Jaxton looked skyward, and took comfort from the white, glowing full moon. How many thousands across history had looked to that same moon in times of despair?
“We must not be afraid of the dawn, of what tomorrow will bring. The dawn will let us look our enemy in the eye when we collapse his world around him. I welcome the dawn.”
…
The wind was whipping across the parking lot when the columns began to move out under the pale light of the mid-day sun. Over a hundred of them would go. Twenty of the wounded remained in the school, now clustered around the front doors, watching the others go with the festivity of a fair. Adira could see Joseph standing there meekly, his body bandaged and broken. The columns of men and women bristled with rifles and ammunition. They chattered excitedly, as if their destination was a football game and not a killing field in the forests to the north. Adira itched her face and looked at her hands, where there was a smear of blue face paint. The others looked them oddly, but they had seen stranger things since the world ended. Jaxton turned to look at her and forced a grin, his cheeks bright blue. Agis had inquired personally about it, but they assured him it was war paint, for the battle to come.

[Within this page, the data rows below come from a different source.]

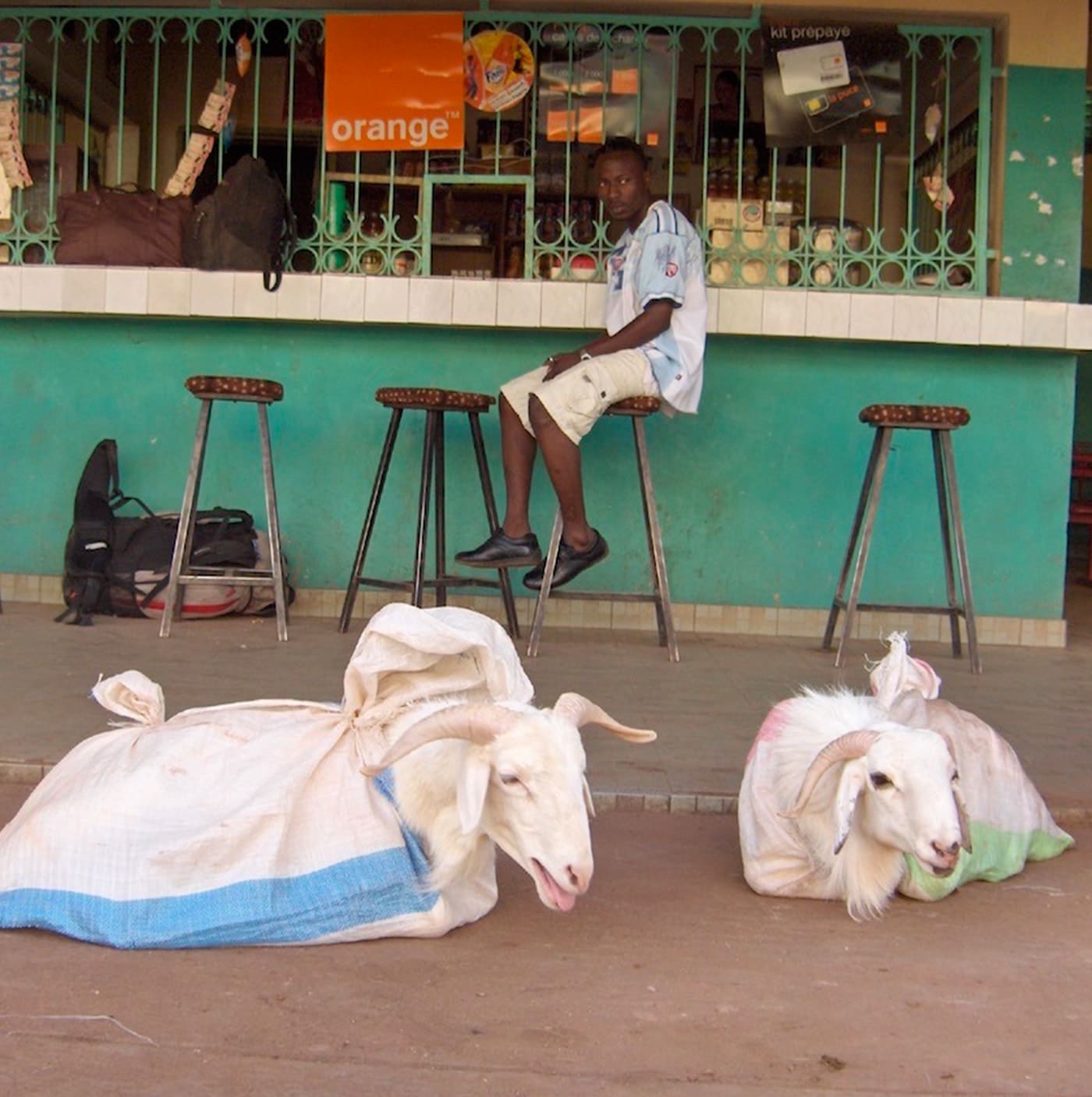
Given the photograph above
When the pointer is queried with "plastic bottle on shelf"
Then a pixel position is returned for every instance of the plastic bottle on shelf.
(750, 169)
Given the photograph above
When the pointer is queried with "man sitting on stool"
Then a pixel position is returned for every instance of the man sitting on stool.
(653, 345)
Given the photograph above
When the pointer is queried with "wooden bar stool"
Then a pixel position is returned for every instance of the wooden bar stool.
(940, 421)
(434, 403)
(207, 391)
(636, 409)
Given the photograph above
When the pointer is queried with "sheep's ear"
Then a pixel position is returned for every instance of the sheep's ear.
(470, 792)
(588, 803)
(851, 784)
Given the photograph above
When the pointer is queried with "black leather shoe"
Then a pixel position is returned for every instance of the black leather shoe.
(503, 551)
(569, 564)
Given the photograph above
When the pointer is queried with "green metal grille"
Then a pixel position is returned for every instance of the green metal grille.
(111, 96)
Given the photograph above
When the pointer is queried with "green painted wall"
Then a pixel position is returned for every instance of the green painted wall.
(757, 493)
(1044, 192)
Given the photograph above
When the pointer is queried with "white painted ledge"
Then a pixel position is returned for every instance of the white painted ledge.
(359, 299)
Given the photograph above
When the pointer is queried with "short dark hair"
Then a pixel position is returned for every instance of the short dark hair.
(620, 145)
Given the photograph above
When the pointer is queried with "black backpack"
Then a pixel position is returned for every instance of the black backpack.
(105, 551)
(246, 224)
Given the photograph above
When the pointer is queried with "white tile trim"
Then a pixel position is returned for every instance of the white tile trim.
(750, 310)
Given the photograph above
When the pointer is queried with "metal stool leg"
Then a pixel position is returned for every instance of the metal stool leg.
(665, 623)
(854, 533)
(426, 472)
(280, 596)
(491, 515)
(366, 533)
(949, 575)
(859, 571)
(551, 563)
(957, 522)
(183, 540)
(440, 510)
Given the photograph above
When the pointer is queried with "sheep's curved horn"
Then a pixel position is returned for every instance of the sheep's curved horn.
(480, 723)
(580, 711)
(844, 748)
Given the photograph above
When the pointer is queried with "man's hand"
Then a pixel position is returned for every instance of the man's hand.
(558, 363)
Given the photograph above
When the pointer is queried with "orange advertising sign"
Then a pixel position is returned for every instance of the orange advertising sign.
(394, 81)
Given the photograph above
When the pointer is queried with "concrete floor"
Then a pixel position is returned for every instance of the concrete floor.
(707, 709)
(668, 978)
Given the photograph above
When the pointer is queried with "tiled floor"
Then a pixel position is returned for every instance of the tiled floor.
(707, 708)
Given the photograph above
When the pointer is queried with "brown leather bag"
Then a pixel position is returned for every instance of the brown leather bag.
(121, 227)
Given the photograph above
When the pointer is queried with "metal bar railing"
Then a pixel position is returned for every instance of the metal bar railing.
(825, 218)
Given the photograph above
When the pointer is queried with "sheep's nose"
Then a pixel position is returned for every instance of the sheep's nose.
(579, 878)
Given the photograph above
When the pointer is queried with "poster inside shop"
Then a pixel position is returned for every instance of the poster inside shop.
(830, 83)
(394, 80)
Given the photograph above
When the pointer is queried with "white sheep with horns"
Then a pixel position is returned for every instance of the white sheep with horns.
(291, 822)
(835, 793)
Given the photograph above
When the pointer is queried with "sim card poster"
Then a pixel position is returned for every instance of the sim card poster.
(829, 83)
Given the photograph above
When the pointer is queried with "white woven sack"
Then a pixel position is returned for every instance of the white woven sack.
(251, 823)
(1010, 823)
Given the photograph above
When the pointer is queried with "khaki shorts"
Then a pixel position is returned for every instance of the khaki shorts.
(577, 398)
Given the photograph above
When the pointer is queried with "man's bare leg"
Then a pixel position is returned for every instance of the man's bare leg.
(517, 452)
(562, 460)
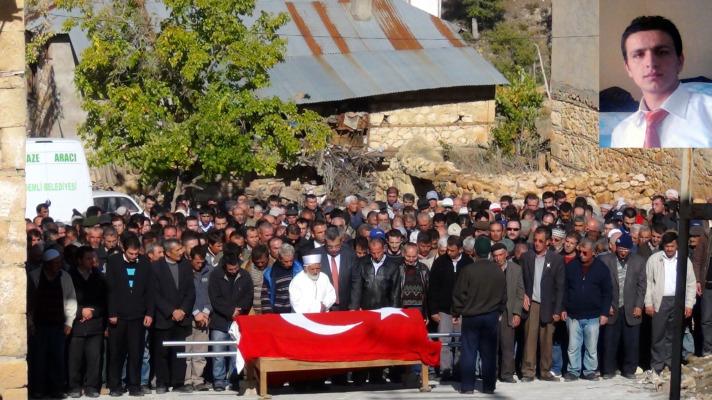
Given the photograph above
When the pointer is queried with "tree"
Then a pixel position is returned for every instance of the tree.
(176, 101)
(518, 107)
(510, 46)
(487, 12)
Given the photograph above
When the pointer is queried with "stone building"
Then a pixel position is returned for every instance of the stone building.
(13, 121)
(403, 73)
(574, 116)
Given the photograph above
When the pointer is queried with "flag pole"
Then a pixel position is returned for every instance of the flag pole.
(681, 280)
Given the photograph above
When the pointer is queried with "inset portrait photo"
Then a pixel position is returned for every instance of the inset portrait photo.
(655, 74)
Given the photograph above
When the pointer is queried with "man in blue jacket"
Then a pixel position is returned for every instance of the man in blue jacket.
(587, 299)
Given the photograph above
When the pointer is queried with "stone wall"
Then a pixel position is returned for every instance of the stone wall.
(459, 123)
(13, 122)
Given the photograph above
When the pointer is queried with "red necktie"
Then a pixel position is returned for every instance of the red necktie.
(335, 277)
(653, 120)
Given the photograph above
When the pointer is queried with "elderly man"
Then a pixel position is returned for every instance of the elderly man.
(51, 309)
(442, 280)
(512, 315)
(622, 332)
(587, 302)
(661, 272)
(544, 278)
(310, 291)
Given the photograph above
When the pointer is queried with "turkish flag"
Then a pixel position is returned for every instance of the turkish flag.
(384, 334)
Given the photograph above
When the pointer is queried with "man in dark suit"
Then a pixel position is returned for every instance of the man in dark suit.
(174, 293)
(628, 278)
(512, 314)
(543, 271)
(339, 261)
(130, 310)
(439, 297)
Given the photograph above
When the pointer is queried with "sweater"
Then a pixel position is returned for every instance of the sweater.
(588, 295)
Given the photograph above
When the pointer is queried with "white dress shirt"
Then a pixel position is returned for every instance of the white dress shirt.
(307, 296)
(670, 275)
(687, 125)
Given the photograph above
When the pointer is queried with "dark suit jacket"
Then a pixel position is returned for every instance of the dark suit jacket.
(124, 302)
(442, 283)
(515, 291)
(633, 289)
(348, 274)
(373, 290)
(170, 298)
(552, 283)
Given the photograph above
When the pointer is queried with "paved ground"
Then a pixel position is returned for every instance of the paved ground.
(617, 388)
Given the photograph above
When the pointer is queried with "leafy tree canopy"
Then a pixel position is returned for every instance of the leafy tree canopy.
(176, 100)
(487, 12)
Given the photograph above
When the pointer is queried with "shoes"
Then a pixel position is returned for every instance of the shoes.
(201, 387)
(569, 377)
(183, 389)
(590, 377)
(549, 377)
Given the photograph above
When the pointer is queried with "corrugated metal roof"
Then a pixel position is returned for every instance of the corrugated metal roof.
(331, 56)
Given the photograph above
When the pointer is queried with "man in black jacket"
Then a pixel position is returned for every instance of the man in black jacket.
(339, 261)
(231, 293)
(439, 297)
(543, 271)
(479, 298)
(174, 297)
(85, 345)
(131, 306)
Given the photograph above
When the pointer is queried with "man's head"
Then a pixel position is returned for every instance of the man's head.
(669, 243)
(652, 52)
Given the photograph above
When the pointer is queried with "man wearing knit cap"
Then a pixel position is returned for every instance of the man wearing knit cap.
(479, 297)
(622, 332)
(310, 291)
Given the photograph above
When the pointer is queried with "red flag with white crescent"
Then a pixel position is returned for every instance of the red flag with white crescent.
(383, 334)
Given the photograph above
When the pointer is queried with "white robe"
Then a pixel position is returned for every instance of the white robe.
(307, 296)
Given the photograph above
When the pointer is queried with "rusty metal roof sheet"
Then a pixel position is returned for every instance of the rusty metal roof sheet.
(332, 56)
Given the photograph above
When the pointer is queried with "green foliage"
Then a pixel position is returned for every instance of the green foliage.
(518, 107)
(510, 46)
(487, 12)
(179, 101)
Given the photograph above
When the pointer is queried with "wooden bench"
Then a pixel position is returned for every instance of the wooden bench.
(266, 365)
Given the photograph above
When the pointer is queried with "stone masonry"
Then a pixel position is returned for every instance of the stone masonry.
(459, 123)
(13, 122)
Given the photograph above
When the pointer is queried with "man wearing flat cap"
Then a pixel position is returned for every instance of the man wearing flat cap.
(622, 332)
(310, 291)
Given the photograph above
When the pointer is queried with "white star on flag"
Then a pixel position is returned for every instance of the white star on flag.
(388, 311)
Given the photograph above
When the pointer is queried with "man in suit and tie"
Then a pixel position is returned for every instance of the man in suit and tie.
(338, 262)
(543, 271)
(626, 314)
(512, 315)
(130, 311)
(174, 292)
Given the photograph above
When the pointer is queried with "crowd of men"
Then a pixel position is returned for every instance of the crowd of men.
(546, 288)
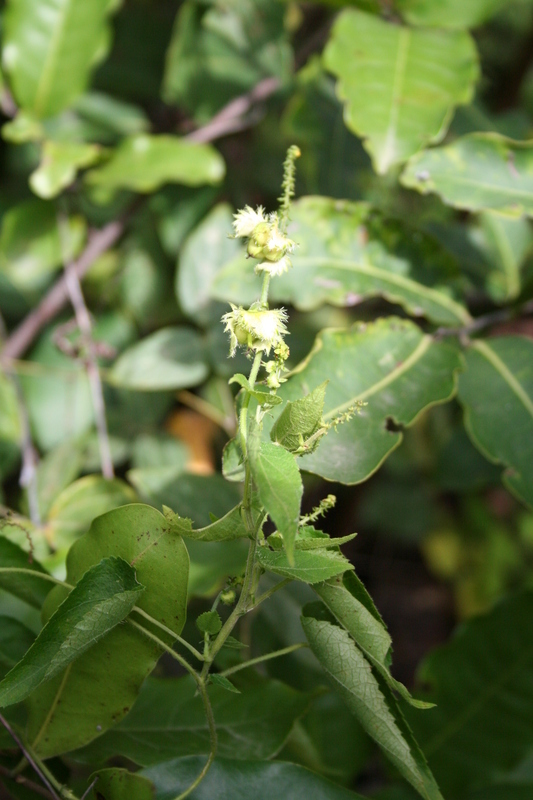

Adira stared at Jaxton’s back as they walked. To her flanks and rear marched Liam, Wilder, Duke, and Elvis, all blue faced. Within earshot were the others they trusted. There were several friends they had made in the spring months, the first people to join them at the Citadel. All outcasts and those who resisted the tyranny of Agis advanced beside them. Adira surveyed their group, their bright blue faces resembling some hardy war band of Vikings an eon past. She did not fail to notice the quality of the weapons the police had given them. Whereas those in Agis’s favor held military grade assault rifles, clean and modern pistols, and the most powerful hunting rifles and shotguns, she held a creaking old weapon. Strapped to Jaxton’s back was a sniper rifle with a scope that didn’t work, and a broken wooden stock. It was the same all up and down the line.